Amongst the nine pilots that are exploring co-creation of services and policy with service users in CoSIE, the Interserve CRC in Hull is the UK site with a criminal justice focus. The inaugural Personalisation Awareness training session was opened by Caroline Marsh, an expert in personalisation who developed her experience about the subject as Director of Adult Social Care in Greater Manchester while working to change practice to focus on the individual. The event was attended by staff and managers from the CRC, as well as local delivery partners.
Personalisation Involves the Service Users
Senior Case Manager Claire Mitcheson attended the session and was enthusiastic about what personalisation can achieve in probation.
– I’m excited by personalisation and glad to be involved in the project. The values that most of us would want to work to are represented by personalisation, such as putting the individual at the heart of their sentence planning and building on their strengths.
– Typically this approach and structure have not been well represented in the systems that probation has traditionally used.
– It is good to learn more about the academic underpinning that personalisation has and to really think about how it fits into the Interchange Model and the ways that we can implement it in what we do on a daily basis.
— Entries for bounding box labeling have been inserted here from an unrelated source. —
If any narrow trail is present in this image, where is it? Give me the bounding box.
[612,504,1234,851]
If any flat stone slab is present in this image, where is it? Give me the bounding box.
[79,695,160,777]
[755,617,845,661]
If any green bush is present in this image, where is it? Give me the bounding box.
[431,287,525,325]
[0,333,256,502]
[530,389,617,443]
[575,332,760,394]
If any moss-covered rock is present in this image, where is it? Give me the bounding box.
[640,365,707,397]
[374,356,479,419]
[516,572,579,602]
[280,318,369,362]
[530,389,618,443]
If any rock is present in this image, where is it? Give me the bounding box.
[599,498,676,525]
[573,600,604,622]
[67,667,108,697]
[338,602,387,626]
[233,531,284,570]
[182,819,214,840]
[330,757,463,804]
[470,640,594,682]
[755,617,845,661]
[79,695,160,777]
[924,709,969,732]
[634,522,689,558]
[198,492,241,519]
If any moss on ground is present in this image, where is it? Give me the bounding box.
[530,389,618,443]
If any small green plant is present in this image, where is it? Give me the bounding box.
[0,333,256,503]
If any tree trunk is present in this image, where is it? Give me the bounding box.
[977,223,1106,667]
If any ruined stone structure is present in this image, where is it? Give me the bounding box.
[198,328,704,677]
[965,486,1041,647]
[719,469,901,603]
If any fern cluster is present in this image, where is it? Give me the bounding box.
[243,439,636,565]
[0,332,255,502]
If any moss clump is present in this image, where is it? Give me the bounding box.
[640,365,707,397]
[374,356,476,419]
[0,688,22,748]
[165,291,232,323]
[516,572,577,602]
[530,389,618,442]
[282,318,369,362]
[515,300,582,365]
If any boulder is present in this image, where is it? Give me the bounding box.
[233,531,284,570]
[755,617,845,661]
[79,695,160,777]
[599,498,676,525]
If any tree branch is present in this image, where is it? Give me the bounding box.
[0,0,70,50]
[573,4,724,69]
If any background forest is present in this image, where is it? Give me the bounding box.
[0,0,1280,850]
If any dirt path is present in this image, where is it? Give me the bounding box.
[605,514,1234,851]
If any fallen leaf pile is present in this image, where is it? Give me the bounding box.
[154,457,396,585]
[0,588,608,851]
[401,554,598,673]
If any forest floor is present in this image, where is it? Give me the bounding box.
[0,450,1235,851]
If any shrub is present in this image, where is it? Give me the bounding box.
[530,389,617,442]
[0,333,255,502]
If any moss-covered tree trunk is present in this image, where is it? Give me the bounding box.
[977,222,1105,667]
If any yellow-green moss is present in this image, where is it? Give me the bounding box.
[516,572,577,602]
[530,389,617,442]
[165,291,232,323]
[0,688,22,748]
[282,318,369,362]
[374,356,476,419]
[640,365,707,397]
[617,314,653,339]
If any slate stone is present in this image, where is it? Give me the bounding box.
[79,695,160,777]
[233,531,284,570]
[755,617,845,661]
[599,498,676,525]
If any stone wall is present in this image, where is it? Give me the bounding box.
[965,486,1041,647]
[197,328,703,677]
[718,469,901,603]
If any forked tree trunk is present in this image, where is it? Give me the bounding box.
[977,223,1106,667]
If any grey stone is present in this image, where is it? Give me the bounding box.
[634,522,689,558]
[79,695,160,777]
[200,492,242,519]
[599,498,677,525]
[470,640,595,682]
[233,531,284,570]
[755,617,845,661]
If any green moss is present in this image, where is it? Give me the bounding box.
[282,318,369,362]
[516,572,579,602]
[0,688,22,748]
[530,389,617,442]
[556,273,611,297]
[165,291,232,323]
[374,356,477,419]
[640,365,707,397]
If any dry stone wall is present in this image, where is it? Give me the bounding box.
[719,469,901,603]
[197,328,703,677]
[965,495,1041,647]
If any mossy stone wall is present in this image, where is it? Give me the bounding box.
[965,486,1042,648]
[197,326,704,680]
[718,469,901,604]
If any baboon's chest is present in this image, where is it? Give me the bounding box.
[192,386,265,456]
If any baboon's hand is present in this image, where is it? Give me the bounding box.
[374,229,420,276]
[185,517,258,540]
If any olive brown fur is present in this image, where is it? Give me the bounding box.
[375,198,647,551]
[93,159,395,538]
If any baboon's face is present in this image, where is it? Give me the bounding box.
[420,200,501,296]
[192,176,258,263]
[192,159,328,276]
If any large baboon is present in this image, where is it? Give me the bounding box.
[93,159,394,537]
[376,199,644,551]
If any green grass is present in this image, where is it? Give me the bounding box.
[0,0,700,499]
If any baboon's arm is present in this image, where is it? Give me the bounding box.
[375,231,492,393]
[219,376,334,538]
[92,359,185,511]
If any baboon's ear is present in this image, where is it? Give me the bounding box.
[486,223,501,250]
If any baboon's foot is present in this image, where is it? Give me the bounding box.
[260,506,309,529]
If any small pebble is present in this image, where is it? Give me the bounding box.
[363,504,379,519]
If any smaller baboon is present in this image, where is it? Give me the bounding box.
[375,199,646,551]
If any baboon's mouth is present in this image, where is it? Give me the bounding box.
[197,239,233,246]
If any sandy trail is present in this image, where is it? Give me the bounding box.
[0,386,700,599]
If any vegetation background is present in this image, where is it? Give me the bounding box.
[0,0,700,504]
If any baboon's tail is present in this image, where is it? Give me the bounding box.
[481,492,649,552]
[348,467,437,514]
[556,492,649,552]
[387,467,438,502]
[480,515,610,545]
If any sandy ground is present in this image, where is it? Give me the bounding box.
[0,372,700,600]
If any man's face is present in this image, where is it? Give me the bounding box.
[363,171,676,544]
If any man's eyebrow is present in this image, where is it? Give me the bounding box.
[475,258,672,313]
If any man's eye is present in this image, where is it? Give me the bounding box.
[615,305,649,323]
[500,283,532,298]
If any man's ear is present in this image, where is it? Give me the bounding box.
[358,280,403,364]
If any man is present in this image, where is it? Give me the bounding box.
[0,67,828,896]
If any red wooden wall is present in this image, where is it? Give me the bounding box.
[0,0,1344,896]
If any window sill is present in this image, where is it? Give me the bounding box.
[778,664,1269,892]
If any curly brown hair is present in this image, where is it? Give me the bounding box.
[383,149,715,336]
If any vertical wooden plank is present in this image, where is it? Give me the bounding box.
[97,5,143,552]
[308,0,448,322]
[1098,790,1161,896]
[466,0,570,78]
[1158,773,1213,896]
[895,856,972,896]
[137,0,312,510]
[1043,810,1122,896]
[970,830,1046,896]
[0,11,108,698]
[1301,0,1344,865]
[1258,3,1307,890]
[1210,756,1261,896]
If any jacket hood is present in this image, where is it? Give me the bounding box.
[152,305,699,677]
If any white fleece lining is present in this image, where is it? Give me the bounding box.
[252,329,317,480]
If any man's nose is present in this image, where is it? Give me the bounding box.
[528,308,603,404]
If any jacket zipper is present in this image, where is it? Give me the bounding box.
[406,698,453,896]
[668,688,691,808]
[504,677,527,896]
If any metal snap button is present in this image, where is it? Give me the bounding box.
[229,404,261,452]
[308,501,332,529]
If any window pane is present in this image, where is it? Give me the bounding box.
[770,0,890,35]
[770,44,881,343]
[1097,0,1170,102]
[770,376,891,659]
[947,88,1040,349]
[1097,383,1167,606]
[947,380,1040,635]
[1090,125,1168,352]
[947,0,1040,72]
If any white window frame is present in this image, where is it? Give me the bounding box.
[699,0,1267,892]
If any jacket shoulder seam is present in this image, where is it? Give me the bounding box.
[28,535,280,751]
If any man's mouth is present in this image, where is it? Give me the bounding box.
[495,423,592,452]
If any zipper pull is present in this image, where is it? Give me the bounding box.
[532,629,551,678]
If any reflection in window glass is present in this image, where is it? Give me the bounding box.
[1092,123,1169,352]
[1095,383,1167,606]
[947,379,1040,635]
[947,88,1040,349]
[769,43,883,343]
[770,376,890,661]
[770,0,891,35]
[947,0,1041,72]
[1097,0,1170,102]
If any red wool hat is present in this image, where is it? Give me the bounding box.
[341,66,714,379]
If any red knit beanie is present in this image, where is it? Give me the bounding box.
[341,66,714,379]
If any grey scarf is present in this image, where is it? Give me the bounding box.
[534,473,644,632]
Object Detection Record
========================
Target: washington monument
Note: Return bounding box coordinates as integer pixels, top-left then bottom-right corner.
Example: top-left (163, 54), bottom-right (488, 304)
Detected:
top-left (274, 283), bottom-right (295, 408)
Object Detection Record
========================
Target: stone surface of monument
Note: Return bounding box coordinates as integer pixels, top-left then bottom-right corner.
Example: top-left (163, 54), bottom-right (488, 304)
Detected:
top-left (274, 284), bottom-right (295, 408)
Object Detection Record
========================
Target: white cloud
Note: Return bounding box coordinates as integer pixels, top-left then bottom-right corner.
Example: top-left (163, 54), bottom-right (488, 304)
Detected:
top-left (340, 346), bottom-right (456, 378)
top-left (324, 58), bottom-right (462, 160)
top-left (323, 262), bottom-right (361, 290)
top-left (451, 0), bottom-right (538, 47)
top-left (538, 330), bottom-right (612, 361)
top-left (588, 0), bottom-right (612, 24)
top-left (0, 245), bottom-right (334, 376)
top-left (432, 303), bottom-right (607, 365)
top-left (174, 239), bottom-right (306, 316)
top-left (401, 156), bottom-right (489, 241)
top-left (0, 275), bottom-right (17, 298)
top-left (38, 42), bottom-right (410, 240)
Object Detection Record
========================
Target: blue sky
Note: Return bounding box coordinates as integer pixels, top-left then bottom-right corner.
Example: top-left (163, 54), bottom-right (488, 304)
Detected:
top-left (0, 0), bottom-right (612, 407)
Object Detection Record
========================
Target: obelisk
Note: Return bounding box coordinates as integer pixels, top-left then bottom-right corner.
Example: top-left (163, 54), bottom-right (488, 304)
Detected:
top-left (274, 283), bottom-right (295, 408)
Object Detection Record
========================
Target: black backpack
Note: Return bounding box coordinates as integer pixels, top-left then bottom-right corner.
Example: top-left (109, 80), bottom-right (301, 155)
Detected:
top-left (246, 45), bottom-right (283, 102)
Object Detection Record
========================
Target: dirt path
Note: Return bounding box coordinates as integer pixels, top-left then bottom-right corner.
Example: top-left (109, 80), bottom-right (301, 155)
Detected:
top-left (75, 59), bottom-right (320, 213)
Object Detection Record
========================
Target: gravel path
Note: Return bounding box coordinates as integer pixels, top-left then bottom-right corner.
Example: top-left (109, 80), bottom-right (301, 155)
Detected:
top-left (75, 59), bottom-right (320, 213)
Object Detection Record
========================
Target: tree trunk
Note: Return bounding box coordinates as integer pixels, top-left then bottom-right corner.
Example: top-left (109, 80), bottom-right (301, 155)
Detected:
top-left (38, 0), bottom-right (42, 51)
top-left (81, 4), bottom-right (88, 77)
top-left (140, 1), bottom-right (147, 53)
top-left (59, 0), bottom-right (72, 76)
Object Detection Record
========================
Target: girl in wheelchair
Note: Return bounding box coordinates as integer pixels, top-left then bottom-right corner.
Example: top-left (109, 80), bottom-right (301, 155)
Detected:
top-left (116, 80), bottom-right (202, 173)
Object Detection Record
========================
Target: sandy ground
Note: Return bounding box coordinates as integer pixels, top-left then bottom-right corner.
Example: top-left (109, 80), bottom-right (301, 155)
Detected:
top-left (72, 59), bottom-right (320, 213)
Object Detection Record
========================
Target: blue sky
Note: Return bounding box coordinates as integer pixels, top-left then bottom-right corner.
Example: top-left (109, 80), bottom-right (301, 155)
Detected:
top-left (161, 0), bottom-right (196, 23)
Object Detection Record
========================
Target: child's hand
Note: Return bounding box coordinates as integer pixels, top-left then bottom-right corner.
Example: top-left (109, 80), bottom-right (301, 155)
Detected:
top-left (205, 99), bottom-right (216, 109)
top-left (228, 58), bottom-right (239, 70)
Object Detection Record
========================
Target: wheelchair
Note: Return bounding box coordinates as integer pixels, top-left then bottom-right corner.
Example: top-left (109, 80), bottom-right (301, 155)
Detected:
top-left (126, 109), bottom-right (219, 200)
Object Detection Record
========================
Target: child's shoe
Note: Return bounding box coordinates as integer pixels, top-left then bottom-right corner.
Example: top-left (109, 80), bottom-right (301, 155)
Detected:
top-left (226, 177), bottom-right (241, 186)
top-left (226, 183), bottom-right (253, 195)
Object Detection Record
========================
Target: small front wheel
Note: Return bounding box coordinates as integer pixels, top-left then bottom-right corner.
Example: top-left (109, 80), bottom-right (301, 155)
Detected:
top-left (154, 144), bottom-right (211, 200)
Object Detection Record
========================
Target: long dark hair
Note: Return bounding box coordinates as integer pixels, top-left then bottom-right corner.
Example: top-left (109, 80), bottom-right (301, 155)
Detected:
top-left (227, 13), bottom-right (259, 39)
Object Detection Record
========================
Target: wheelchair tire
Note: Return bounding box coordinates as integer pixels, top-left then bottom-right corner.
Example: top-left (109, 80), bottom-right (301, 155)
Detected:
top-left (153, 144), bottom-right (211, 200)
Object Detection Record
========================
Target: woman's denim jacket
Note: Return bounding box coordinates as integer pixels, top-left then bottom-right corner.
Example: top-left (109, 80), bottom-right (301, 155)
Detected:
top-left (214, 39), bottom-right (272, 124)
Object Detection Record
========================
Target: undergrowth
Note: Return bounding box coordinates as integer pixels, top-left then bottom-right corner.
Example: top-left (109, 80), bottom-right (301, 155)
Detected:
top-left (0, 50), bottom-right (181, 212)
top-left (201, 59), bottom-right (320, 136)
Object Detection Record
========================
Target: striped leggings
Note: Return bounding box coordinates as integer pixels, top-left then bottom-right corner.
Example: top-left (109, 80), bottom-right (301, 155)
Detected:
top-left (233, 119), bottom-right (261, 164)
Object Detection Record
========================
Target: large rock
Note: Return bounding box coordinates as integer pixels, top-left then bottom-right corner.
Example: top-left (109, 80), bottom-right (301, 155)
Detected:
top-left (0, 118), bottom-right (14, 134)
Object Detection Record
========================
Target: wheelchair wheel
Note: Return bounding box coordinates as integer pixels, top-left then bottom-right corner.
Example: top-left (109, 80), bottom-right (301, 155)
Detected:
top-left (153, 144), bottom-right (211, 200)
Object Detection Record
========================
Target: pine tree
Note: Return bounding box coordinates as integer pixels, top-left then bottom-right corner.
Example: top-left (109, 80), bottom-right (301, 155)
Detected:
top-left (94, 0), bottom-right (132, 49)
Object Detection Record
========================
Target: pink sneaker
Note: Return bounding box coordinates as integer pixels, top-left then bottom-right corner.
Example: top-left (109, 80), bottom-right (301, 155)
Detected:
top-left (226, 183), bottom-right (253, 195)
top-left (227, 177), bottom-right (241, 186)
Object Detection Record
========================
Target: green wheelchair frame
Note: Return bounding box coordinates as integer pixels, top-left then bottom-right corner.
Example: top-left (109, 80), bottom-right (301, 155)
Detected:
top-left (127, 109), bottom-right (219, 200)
– Often, what we did was very much focused on risk. Clearly, risk is vitally important, but the emphasis the Interchange Model has about working with a service user’s strengths strikes a chord with my professional experience and the theories around desistance. We know it is better to get a service user more involved with their sentence planning and identifying what is important to them, but the tools we have used have not fully worked toward this objective.
One Page Profile
The session included a discussion about rolling out a ‘one page profile’ of a service user that staff create to capture the service user’s strengths and what is important to them, and what issues they feel are frustrating their progress. Claire found the profile very useful.
– The idea that the profile follows them through their period on probation is so sensible. It is also a great tool to help us share what we are doing with partnership agencies, ultimately giving a better experience to the service user.